Ground Motion Modeling for Seismic Hazard Analysis in the Near-source Regime: An Asperity Model

A new, yet simple, method using the asperity model to estimate ground motion in the near-source regime for probabilistic seismic hazard analyses is proposed in this study. This near-source model differs from conventional empirical attenuation equations. It correlates peak ground motions with the local contributing source in terms of the static stress drop released non-uniformly on the causative fault plane rather than with the whole seismic source in terms of magnitude. Here the model is simplified such that ground motions at a rock or firm soil site near extended vertical strike-slip faults are dominated by direct shear waves.

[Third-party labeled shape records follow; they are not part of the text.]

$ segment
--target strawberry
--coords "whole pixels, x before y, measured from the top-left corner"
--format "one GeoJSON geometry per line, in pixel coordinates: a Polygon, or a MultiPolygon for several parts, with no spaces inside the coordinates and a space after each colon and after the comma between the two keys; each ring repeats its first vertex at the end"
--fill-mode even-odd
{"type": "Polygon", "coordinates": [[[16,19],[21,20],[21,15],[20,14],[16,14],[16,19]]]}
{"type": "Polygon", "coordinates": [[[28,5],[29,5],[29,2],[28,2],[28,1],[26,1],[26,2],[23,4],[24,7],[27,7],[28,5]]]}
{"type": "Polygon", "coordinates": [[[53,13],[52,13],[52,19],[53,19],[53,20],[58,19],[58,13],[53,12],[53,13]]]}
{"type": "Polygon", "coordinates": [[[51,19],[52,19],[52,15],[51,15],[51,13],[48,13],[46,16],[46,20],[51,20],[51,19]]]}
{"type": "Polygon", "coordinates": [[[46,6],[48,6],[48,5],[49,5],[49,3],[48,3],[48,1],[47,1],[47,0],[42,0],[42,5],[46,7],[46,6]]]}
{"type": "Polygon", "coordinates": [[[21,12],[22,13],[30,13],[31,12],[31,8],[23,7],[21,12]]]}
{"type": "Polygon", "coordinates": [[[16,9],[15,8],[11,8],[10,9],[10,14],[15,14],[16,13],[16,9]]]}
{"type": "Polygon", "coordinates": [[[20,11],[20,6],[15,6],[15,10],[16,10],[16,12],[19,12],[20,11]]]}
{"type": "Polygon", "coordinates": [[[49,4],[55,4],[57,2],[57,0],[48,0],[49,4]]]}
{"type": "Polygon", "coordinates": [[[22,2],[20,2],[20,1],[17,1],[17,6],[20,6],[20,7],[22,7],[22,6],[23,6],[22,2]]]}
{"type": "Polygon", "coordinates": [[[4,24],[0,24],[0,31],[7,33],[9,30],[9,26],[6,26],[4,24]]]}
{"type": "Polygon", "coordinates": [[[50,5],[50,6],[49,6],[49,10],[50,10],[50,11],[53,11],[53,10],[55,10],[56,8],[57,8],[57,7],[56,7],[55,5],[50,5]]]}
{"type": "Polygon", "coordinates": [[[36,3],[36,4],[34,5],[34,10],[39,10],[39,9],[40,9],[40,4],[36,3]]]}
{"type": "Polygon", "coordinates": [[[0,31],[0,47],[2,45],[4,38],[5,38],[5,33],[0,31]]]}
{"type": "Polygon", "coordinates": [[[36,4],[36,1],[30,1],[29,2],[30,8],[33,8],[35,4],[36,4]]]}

The proposed model is tested by comparing its predictions with strong ground motion observations from the 1979 Imperial Valley and the 1984 Morgan Hill earthquakes. The results have revealed that ground motions in the near-source region can be adequately predicted using the asperity model with appropriate calibration factors. The directivity effect of ground motion in the near-source region is negligible for high-frequency accelerations. The cut-off frequency (fmax) at a site is an important parameter in the near-source region. Higher values of fmax yield higher estimates of peak ground accelerations. For high-frequency structures, fmax should be carefully estimated. In the nearsource region both non-uniform and uniform source models can produce non-stationary high-frequency ground motions. Peak motions may not be caused by the nearest sections of the fault (even if the uniform source model is considered).